One example of a hydrogen sensing material is the tantalum-based optical hydrogen sensor developed and patented by TU Delft have, measured in an environment of hydrogen with an inert gas, a sub-second response that is completely free of any hysteresis across over 7 orders of magnitude in partial hydrogen pressure/concentration. This material is combined with a thin (5-30 nm) layer of a Pd-Au alloy to protect it against oxidation. Most importantly, this layer also catalyses the hydrogen dissociation reaction: in the environment, hydrogen is a diatomic molecule (H2), while in the material the hydrogen are individual atoms. The Pd-Au catalytic layer catalyses the dissociation of molecular in atomic hydrogen.

Protective coatings
To ensure that optical hydrogen sensing materials can work well in all kinds of environments, protective coatings are needed. While the material is intrinsically very selective to hydrogen, the presence of other gasses can completely kill the dissociation/absorption of hydrogen. To prevent that, we develop coatings that protect our hydrogen sensors and can in some cases also accelerate the response of the hydrogen sensor.
Read-out
Materials alone do not make a sensor, and an optical read-out system is therefore also crucial to make a hydrogen sensor work. The most simple way to create an optical hydrogen sensor is to simply measure the change in optical transmission of the material when it is exposed to hydrogen. Another method is to measure the change in reflectivity. This can for example be done in a micro-mirror configuration, where the coating is applied on the tip of an optical fibre. Light, which is then coupled into the optical fibre is then partially reflected by this coating and detected by a detector. When hydrogen is present near the tip of the optical fibre, the reflectivity of the coating changes which can then be detected.

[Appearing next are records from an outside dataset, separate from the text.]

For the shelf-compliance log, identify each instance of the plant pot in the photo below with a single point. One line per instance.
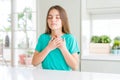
(99, 48)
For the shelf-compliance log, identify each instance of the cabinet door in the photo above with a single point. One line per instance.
(5, 32)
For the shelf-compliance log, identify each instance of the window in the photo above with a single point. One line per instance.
(18, 29)
(106, 24)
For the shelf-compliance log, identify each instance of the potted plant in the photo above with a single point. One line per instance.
(100, 44)
(116, 45)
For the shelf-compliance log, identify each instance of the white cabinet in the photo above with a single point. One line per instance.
(103, 6)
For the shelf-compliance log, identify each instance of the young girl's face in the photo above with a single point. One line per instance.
(54, 20)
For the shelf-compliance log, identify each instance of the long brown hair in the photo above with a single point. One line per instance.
(63, 16)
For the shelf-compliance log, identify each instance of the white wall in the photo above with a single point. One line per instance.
(72, 8)
(95, 65)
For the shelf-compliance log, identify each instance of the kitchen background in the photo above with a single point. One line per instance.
(95, 24)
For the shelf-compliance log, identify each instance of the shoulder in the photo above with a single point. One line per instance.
(44, 35)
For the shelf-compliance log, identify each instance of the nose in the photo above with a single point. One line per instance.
(53, 18)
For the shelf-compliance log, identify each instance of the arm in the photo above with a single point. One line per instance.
(38, 57)
(71, 59)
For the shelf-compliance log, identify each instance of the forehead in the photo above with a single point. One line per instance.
(54, 12)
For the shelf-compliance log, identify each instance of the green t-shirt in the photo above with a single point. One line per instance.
(55, 59)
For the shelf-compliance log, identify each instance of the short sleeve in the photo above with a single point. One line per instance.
(38, 45)
(72, 44)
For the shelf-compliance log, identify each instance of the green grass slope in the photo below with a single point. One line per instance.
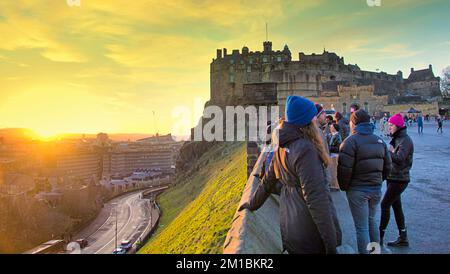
(198, 213)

An alternative to these intensity-modulated sensors are frequency-modulated hydrogen sensors. One way of doing this is a fibre-Bragg grating. In such a grating, a grating of materials with different indexes of refraction is introduced in an optical fibre. This grating is subsequently coated with an sensing material. When the sensing material is exposed to hydrogen, the wavelength that is reflected by the grating changed, which can be used to determine the hydrogen concentration. Another frequency-modulated hydrogen sensor is based on (localized) surface plasmon resonances. It is based on the principle that when the sensing material is illuminated by light, extinction may occur when the frequency(wavelength) of the light matches the one of the plasmon resonance. When exposed to hydrogen, the plasmon resonance peak position is changed, which can then be used track the hydrogen concentration.

Our research
Our efforts in the field of optical hydrogen sensing concentrate on the following aspects:
- Design new hydrogen sensing materials without any hysteresis, high sensitive, fast response time and a hydrogen concentration range in which the material is sensitive to hydrogen that can be tuned according to the application.
- Develop new read-out methods for optical hydrogen sensors based on optics.
- Develop materials to allow optical hydrogen sensors to work under a variety of environmental conditions (temperature, humidity, presence of other chemicals etc.)